Be careful though, you should place it at least 50-100 feet away to reduce their proximity to your property and eventually to your window.
4. Act as though they aren’t around
The idea here is to make sure that the noises of birds are effectively muffled, so you don’t get bothered, disturbed or distracted.
Making use of something that is already in the house to take your attention from the noise, that way, won’t make any difference to you what the birds are doing outdoors.
– To mask the sounds of chirping birds, you can use a fan in your room
– How about playing relaxation CDs/digital recordings or listening to the radio are two other choices
– Also, you can purchase and use earplugs
– Sleep with a pillow over your head
– Move to a different part of your home and sleep there.
– Insulate your windows
This isn’t a bad idea, trust us. The noise will be reduced, and you will be able to sleep soundly in the morning without worrying about the birds acting up.
5. Use bird spikes
Now we don’t want to hurt them.
Here’s what you’re going to do: place bid spikes on the window sill. The metal spikes prevent the bird from perching on the ledge and stop it from pecking at the pane.
Anti-pigeon spikes are useful in areas where pigeons typically perch, such as facades, roofs, beams, gutters, chimneys, and so on. It’s meant to discourage them from perching.
They’re quite simple to install and have been effective for many people who have problems with these flying machines. The anti-pigeon spikes are made up of a spiked strip that prevents pigeons from perching
Don’t worry, they’re simple to install.
6. Apply bird repellent liquid or paste
Since you want to keep birds from chirping outside your window, use a non-toxic liquid bird repellent on the windowpane where they land; some paste repellants most likely produce a sticky covering that will keep birds away.
7. Net barriers: the way to go
This strategy effectively denies birds access to certain sections where they like to land, for example, nearby trees and nests.

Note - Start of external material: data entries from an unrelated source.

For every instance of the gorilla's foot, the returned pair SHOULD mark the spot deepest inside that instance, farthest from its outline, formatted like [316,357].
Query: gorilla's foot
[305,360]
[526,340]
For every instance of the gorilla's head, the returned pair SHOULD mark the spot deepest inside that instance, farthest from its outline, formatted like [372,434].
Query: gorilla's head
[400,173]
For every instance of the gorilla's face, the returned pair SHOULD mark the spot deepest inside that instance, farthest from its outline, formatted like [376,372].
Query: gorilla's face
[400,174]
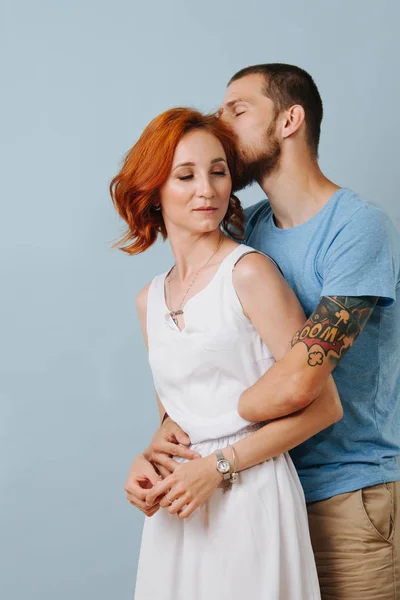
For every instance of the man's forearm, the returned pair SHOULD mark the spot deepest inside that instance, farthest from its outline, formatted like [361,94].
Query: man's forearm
[284,434]
[284,389]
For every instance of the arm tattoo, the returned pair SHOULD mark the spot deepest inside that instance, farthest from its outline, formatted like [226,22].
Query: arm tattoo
[334,326]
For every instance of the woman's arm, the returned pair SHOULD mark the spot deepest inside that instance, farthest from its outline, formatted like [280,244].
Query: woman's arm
[169,439]
[275,312]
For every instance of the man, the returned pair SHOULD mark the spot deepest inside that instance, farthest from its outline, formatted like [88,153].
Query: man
[342,258]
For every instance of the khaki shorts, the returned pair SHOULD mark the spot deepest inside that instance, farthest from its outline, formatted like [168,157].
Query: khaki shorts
[356,542]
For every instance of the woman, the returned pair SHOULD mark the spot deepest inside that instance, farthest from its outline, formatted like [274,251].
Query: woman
[232,523]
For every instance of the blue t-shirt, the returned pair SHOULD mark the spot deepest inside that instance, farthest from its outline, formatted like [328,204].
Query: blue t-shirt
[349,248]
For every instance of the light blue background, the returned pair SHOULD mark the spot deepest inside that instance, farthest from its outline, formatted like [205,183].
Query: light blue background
[80,80]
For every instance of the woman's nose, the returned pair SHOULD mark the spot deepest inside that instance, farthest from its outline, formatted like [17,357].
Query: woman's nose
[206,188]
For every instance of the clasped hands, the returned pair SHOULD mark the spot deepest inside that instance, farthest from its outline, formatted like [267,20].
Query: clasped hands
[178,487]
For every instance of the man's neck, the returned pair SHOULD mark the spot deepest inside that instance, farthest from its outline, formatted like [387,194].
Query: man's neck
[298,190]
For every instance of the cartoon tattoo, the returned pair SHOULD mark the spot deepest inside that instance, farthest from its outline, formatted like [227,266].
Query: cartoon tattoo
[334,326]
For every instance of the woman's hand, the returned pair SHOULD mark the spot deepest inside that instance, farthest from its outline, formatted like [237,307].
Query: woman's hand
[141,478]
[169,440]
[189,486]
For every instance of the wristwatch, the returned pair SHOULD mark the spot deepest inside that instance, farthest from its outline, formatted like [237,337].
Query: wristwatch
[223,465]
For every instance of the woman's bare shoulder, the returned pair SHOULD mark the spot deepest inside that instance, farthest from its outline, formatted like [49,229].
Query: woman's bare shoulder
[254,265]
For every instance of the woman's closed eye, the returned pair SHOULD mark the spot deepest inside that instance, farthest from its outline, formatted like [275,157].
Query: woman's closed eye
[189,176]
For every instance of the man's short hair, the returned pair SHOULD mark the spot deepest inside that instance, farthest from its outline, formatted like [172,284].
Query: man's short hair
[287,85]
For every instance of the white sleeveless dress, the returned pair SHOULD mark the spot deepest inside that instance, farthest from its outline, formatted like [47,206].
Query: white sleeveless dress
[252,541]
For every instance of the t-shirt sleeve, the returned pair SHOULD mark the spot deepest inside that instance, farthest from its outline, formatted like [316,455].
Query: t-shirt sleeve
[363,258]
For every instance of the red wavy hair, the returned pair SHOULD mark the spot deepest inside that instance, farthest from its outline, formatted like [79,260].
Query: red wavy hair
[146,167]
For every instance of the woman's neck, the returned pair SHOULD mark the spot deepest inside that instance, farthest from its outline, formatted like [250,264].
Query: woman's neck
[192,251]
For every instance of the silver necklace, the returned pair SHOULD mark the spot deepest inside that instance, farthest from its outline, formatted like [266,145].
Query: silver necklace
[179,311]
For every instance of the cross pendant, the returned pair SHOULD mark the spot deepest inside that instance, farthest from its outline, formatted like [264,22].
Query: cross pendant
[174,314]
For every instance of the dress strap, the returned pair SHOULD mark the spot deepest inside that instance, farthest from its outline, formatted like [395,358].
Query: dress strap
[232,260]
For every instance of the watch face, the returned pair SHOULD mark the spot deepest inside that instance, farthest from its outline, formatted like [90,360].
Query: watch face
[223,466]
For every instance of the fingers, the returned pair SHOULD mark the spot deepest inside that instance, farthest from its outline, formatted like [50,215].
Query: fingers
[173,428]
[165,461]
[178,504]
[188,510]
[160,489]
[183,452]
[140,504]
[151,474]
[149,512]
[162,470]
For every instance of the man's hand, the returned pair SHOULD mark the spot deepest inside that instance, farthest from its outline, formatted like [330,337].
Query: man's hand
[169,440]
[187,488]
[141,478]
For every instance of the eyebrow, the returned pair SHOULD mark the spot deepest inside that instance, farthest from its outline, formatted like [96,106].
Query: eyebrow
[233,102]
[191,164]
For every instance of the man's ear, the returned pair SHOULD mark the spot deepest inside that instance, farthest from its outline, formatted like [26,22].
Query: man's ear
[294,118]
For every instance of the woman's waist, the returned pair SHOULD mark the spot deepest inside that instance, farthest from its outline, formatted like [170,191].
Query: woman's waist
[207,446]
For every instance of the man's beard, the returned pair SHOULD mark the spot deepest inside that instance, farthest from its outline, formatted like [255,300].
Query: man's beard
[253,169]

You can find plastic nylon nets in hardware stores. Use enough nets to cover the trees where they like to land and build their nests to ensure no little birds remain in the tree or surrounding area.

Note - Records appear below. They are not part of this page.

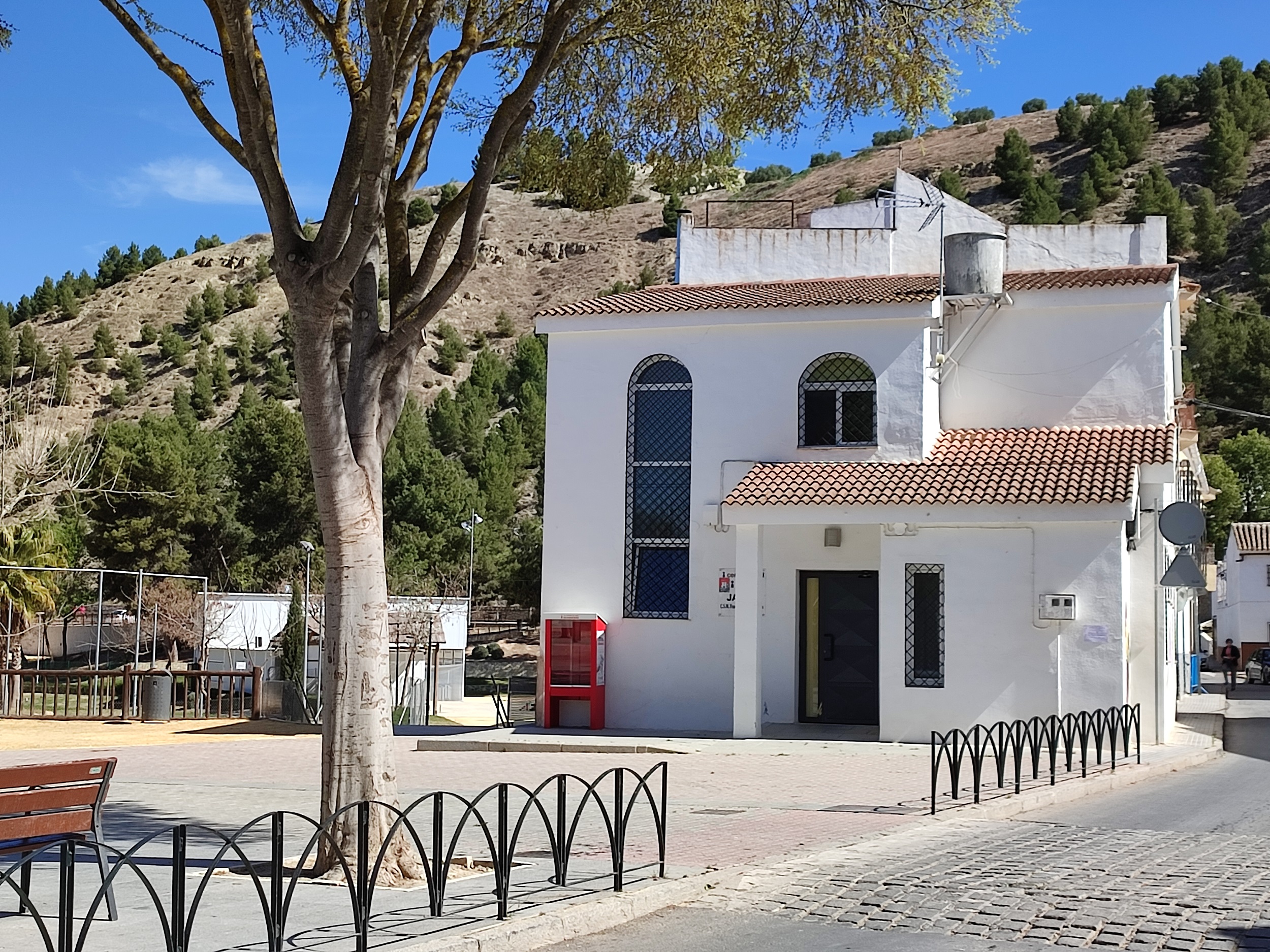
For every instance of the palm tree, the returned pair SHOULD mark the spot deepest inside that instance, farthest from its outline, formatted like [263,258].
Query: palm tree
[26,592]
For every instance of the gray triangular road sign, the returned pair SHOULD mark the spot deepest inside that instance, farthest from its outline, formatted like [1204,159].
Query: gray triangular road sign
[1184,573]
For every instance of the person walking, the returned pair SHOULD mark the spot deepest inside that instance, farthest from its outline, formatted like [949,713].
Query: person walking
[1230,664]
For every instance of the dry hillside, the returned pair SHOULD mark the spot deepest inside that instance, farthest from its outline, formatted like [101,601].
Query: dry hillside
[536,253]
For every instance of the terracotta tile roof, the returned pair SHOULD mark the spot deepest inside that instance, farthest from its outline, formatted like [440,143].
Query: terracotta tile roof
[1253,537]
[829,292]
[974,468]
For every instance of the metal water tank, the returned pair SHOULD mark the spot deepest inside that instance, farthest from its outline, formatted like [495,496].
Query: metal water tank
[974,263]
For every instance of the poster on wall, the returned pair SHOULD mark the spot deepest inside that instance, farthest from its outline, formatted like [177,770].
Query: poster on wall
[727,593]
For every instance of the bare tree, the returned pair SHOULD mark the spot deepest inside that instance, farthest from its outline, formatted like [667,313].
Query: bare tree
[672,80]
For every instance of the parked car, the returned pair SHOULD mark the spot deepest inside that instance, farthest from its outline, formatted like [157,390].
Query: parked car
[1258,669]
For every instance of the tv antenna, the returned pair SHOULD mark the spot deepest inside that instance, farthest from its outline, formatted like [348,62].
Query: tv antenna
[933,200]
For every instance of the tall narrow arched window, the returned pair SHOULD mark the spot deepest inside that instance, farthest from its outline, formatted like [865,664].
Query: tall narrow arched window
[837,403]
[658,502]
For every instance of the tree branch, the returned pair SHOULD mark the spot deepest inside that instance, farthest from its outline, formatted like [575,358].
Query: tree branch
[187,84]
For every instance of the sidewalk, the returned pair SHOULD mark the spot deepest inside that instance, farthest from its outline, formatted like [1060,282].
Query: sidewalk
[733,804]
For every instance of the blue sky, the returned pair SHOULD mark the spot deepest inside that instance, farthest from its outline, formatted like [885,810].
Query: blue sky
[101,149]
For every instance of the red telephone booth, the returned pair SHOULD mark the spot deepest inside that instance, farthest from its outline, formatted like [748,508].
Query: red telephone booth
[575,668]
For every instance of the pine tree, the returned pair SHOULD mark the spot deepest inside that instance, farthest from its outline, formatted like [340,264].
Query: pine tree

What Can You Put on Your Window to Keep Birds Away?
1. Bird tape to create boundaries
Many might say that the bright colors aren’t their thing, but a bird tape lasts long and makes it simpler to put the proper spacing of lines across your window due to its collision-proof feature.
Once a bird sees this, it senses a barrier and finds somewhere else to go.
2. Clear transparent film
With this one-way set up, you can still see what’s happening outside your window however the birds won’t be able to see through clear, colorless glass.

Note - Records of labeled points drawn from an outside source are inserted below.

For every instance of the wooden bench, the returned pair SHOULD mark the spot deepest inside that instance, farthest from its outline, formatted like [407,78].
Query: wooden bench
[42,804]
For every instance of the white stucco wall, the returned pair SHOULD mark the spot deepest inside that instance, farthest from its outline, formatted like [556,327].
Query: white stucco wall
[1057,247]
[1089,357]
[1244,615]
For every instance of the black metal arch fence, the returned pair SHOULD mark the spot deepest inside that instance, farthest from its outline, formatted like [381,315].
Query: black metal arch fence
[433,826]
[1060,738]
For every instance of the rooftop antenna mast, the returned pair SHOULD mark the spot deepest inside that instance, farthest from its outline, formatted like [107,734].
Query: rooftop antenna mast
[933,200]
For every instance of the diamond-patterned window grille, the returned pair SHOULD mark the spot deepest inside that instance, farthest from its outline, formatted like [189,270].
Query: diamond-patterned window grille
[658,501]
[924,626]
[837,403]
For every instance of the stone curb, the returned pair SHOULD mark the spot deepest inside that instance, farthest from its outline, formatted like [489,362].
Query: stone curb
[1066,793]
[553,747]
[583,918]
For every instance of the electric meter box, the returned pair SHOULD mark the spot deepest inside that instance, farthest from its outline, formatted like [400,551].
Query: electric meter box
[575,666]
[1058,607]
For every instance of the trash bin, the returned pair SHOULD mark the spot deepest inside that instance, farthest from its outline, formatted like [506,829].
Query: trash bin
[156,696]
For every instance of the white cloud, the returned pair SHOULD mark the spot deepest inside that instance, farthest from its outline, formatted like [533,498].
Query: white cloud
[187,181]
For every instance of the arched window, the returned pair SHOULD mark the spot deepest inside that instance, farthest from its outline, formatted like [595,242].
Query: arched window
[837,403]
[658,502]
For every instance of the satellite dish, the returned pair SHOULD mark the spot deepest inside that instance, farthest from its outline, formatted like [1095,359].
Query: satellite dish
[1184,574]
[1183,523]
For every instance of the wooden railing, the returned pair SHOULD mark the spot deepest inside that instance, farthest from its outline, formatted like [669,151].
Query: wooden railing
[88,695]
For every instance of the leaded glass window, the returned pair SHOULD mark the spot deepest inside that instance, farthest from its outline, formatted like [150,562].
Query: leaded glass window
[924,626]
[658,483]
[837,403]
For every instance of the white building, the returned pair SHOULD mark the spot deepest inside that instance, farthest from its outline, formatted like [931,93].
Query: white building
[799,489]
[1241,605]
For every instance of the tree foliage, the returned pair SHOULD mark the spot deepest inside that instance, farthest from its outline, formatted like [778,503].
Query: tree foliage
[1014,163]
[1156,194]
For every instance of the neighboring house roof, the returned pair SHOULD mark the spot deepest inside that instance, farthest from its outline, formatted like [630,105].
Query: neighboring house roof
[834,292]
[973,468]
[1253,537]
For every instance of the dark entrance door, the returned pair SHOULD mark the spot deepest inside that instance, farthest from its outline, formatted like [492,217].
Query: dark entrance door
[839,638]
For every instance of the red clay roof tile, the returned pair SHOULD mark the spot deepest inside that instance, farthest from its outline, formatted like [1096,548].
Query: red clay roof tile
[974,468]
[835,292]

It’s good to install a transparent film if you prefer the simple, no extra stuff clouding your window.
3. Mosquito screens
You can add mosquito screens to your window as an additional layer.
Yes, they keep bugs out, but they also keep birds from flying near your window. Depending on the size of your window, there are various styles and sizes of screens.
A quick tip: Look for a mosquito screen made of strong material and composed of black mesh so birds can easily see it from afar.
These tools effectively break reflection coming from the exterior. The stickers have to cover most of the glass to effectively discourage birds from your glass.
5. Sunshades or exterior blinds
Reflective window blinds prevent sunlight from refracting back into the room. Not only that, when you cover your window with interior and outdoor blinds, hardly will the bird see itself, it will also be unable to make touch with the glass.
6. Awnings or canopies
Like the blinds, awnings or canopies shield you from the sun’s glare. They come in various styles like retractable awnings that may be rolled up when you want more light to get in, fixed awnings, motorized awnings that use sensors and portable awnings.
We admit that birds could be disturbing, especially when they find their way where they aren’t meant to be. Which of these methods do you think will be most effective in keeping these warmbloods away from your window?
Feel free to share your thoughts, we’re more than happy to hear from you.